On Sun, 5 Feb 2012, Daniel Stenberg wrote:
I think I've identified a pattern to the failures and a potential cause. If
you find a moment to chat on IRC I could use some help with a couple of
questions.
If there are others interested in this work, me and Alexander had a go at his
problem yesterday and together we managed to identify the problem and come up
with a fix for it. The attached 0001*patch is that fix.
I identified the same basic flaw in the sftp_write() code path and wrote up a
patch for that as well, as can be seen in the attached 0002*patch.

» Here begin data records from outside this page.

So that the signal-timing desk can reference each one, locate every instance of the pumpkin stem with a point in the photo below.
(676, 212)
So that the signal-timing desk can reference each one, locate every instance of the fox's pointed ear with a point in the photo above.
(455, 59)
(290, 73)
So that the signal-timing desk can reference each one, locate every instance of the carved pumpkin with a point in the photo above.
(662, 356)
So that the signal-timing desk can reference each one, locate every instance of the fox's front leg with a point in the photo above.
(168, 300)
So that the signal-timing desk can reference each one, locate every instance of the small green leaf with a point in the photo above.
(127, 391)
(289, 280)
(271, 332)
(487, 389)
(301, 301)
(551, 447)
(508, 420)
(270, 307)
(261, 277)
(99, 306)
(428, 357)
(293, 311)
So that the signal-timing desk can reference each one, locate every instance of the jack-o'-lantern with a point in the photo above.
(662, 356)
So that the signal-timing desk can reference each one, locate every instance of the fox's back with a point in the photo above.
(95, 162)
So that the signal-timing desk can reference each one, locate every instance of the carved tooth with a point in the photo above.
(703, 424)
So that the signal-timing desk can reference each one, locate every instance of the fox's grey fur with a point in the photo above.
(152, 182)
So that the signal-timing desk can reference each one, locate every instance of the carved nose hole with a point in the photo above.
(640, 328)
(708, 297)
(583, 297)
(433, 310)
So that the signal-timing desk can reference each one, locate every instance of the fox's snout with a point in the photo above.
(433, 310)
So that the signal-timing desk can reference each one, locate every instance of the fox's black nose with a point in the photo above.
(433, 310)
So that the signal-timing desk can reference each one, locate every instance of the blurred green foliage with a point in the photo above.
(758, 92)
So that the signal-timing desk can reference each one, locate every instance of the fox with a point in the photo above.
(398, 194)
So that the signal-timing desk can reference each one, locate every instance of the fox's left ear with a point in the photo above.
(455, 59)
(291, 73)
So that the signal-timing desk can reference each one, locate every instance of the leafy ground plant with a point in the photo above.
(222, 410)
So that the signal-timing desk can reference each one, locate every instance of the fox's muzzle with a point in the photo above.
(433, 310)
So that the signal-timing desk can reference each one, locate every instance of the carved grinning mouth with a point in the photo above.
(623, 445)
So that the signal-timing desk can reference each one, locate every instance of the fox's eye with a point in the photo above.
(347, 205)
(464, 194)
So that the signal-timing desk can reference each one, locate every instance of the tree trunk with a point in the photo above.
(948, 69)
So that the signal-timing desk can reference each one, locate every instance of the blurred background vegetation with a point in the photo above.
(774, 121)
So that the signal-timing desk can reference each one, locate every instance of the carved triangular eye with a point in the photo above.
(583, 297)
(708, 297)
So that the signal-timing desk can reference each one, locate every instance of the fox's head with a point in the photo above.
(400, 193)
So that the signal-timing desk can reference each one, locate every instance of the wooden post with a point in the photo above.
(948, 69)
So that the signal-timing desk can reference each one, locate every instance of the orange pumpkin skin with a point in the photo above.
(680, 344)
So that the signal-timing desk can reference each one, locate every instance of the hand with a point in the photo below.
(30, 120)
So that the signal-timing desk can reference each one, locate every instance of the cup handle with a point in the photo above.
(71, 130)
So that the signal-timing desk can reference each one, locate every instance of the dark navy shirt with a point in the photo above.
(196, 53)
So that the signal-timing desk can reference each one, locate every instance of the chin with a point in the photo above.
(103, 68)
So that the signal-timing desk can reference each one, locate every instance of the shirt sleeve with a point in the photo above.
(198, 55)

I'm interested in feedback on both how they work in reality but also on the
actual technical subtleties.
I am especially aware that this logic needs better comments/documentation to
make us less likely to re-introduce similar problems again in the future!
--
/ daniel.haxx.se
From 446c6d3fdfccb6cf310f0314b10f03569c519da3 Mon Sep 17 00:00:00 2001
From: Daniel Stenberg <dan...@haxx.se>
Date: Mon, 6 Feb 2012 23:27:12 +0100
Subject: [PATCH 1/2] sftp_read: avoid data *and* EAGAIN
Whenever we have data and is about to call a function that *MAY* return
EAGAIN we must return the data now and wait to get called again. Our API
only allows data *or* EAGAIN and we must never try to get both.
---
src/sftp.c | 48 +++++++++++++++++++++++++++---------------------
1 files changed, 27 insertions(+), 21 deletions(-)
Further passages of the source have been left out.